Candido Tomás, M.D., Ph.D., Birgit Alsbjerg, M.D., Hannu Martikainen, M.D., Ph.D., Peter Humaidan, M.D., D.M.Sc.

Vol 98, Issue 5, Pages 1165-1169

Abstract

Objective:

To compare the reproductive outcome of three protocols for frozen embryo transfer treatment.

Design:

Retrospective follow-up study.

Setting:

Two public clinics and one private clinic.

Patients:

Four thousand four hundred seventy frozen ET cycles between 2006 and 2010.

Interventions:

Thawing of embryos and embryo transfer.

Main Outcome Measure(s):

Pregnancy test rate, clinical pregnancy rate, and pregnancy loss rate.

Results:

The natural cycle followed by P (NC + P) was used in 26% of cycles, the natural cycle with hCG (NC + hCG) in 10%, and the substituted cycle with estrogen and P (E + P) in 64% of cycles. The rate of transfers after thawing was similar in all groups (87.2%, 73.9%, and 87.2%, respectively).

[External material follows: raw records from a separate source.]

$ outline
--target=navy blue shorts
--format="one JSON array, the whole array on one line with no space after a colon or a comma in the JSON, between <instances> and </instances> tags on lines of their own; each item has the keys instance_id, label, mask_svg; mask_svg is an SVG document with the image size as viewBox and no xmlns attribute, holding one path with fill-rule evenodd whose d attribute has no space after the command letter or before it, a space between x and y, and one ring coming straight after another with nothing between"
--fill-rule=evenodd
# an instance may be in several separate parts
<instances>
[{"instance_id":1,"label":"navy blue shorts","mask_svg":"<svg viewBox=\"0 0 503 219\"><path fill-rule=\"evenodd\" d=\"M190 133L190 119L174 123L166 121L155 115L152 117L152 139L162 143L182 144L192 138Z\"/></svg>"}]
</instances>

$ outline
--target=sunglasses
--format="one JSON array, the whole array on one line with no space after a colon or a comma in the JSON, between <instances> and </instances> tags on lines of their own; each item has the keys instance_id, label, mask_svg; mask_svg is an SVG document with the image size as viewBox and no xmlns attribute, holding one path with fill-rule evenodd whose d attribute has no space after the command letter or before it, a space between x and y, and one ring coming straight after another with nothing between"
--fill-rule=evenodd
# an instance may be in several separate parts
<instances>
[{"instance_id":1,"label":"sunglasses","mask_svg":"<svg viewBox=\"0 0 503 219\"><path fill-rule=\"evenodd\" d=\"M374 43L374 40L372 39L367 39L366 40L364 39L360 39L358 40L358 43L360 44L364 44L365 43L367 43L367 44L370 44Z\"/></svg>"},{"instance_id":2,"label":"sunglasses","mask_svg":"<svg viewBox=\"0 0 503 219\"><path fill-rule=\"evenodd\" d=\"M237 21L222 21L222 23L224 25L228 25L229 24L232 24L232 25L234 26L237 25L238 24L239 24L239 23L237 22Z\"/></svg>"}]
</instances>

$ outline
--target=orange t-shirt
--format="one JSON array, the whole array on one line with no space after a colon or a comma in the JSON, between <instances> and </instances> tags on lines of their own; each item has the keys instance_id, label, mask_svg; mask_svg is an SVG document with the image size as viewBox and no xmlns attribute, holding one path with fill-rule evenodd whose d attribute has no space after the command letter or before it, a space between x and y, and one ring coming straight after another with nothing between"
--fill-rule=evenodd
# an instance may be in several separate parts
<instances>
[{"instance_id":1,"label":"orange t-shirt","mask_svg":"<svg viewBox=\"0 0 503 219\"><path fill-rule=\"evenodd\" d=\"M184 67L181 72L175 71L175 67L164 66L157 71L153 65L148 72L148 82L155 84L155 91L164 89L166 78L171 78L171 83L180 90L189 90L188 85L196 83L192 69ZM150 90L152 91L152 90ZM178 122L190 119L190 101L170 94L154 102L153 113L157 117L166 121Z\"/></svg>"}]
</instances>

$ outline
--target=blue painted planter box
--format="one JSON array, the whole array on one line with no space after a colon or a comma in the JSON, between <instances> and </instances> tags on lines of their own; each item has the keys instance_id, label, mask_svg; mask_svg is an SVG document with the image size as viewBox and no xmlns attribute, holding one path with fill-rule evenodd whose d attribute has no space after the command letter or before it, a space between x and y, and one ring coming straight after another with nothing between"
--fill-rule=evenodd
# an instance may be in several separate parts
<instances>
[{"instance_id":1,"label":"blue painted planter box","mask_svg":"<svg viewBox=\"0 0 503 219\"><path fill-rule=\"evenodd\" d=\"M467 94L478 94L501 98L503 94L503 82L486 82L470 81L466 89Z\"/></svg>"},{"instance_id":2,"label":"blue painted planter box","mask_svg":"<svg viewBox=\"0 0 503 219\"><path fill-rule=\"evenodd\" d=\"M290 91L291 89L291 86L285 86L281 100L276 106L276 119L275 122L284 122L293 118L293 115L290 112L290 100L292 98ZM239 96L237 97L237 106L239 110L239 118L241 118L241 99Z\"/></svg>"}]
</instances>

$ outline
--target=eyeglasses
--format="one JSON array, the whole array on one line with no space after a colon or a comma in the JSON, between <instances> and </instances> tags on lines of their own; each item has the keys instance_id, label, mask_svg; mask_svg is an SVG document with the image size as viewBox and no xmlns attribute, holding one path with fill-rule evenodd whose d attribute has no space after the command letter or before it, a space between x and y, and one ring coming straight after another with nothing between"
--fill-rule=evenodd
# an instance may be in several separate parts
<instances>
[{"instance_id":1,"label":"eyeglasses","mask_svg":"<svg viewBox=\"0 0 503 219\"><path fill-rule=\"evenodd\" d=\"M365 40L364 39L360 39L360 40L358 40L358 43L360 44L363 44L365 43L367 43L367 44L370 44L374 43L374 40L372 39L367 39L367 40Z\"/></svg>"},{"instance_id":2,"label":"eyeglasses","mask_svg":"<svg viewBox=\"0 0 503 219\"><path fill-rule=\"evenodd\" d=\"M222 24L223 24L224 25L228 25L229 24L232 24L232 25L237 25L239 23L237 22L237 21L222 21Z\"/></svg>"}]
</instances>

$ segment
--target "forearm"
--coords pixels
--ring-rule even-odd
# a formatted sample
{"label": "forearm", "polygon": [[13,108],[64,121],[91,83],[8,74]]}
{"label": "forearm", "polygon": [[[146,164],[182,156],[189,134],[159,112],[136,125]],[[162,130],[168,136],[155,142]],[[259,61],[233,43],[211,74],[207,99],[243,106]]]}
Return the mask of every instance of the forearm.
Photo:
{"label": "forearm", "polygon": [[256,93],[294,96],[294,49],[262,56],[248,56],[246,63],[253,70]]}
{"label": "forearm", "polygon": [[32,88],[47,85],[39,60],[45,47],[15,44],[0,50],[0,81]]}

There was a significantly higher positive pregnancy test rate in the E + P (34.3%) and NC + hCG (35.5%) cycles as compared with the NC + P cycles (26.7%). However, the clinical pregnancy rate was similar in all groups (27.7%, 29.1%, and 24.3%, respectively). Moreover, no differences were seen between groups regarding the live-birth rate (20.1%, 23.5%, and 20.7%, respectively). A logistic regression analysis showed that the type of protocol was the only predictor of pregnancy loss, while age, irregular cycles, endometrial thickness, number, and quality of embryos transferred did not correlate to pregnancy loss.

Conclusions:

A higher positive pregnancy test rate was obtained in E+P FET cycles in comparison to other protocols; however, due to an increased preclinical and clinical pregnancy loss, comparable clinical pregnancy and delivery rates are reported for the three protocols.